HALLE. C'est dans le contexte d'un regain de la menace d'extrême droite que le procès de l'auteur de l'attentat antisémite perpétré à Halle (9 octobre 2019, deux morts et deux blessés graves), en Allemagne, s'est ouvert le mardi 21 juillet. L'accusé, Stephan Balliet, un extrémiste de droite de 28 ans, n'a pas exprimé de remords, s'attachant plutôt à exposer, en des termes souvent offensants, sa vision raciste du monde. « J'ai décidé qu'il n'y avait pas d'autre solution que de s'armer et de se battre, sinon nous serons tous « brunis » dans 50 ans », a-t-il déclaré devant le tribunal de Magdebourg (Saxe-Anhalt), faisant allusion à l'arrivée de millions de réfugiés en Europe… (source : France 24, 21 juillet 2020). À l'époque des faits, le NPD (Nationaldemokratische Partei Deutschlands), formation néonazie, suggérait que l'auteur des faits avait été manipulé afin de jeter le discrédit sur les nationalistes (source : Conspiracy Watch, 18 octobre 2019).

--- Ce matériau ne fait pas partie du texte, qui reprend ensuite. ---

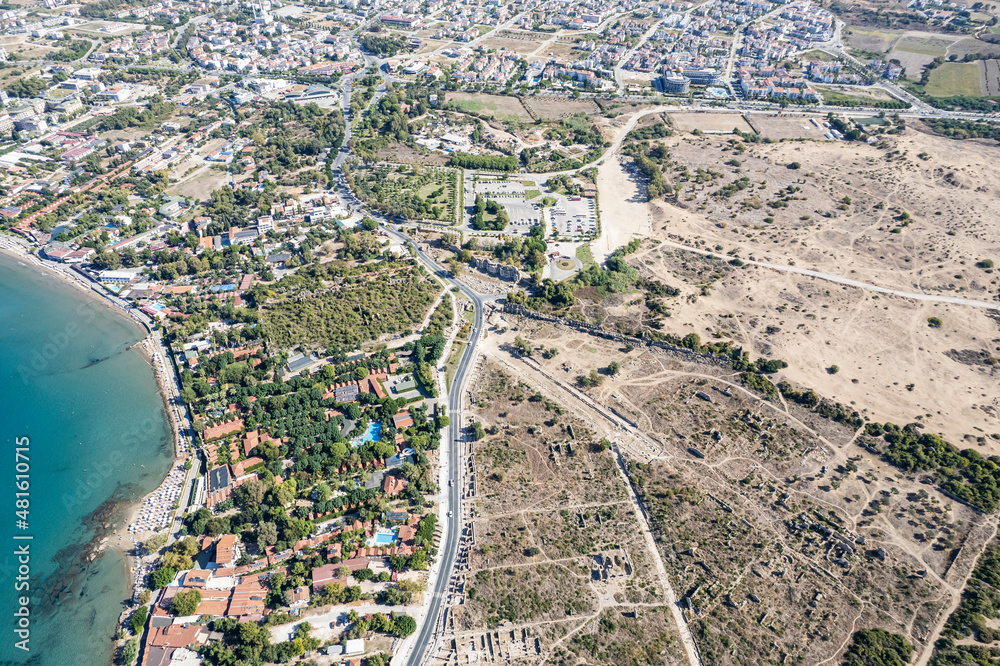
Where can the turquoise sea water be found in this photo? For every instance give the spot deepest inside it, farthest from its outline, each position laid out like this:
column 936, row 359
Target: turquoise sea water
column 94, row 418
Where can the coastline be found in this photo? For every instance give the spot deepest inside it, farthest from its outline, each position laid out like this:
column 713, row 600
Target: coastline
column 112, row 532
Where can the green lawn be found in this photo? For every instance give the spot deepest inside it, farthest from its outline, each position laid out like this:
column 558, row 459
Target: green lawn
column 924, row 45
column 955, row 78
column 584, row 254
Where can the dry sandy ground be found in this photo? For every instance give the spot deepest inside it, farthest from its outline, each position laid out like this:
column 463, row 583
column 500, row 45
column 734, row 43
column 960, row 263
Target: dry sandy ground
column 656, row 392
column 893, row 366
column 622, row 201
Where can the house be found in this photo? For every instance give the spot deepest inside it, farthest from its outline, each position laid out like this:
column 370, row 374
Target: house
column 324, row 575
column 227, row 550
column 164, row 643
column 393, row 485
column 402, row 420
column 247, row 602
column 197, row 578
column 298, row 597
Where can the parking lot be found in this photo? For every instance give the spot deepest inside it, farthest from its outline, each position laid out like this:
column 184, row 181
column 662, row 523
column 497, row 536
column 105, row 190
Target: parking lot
column 570, row 217
column 573, row 216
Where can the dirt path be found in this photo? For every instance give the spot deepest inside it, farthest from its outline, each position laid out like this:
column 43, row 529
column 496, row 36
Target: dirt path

CHEMTRAILS. Le nouveau secrétaire d'État chargé de la Ruralité, Joël Giraud, s'est illustré il y a quelques années en se faisant le porte-voix, dans l'hémicycle, des rumeurs sur les soi-disant "chemtrails", l'une des théories du complot contemporaines les plus populaires. En novembre 2013, à l'Assemblée nationale, ce député PRG avait posé une question sur le sujet au ministre de l'Écologie, du Développement durable et de l'Énergie. Quelques semaines plus tard, il avait accordé une interview sur ce sujet à Agence Info Libre, un site conspirationniste gravitant dans la mouvance dieudonniste (source : Twitter/Conspiracy Watch).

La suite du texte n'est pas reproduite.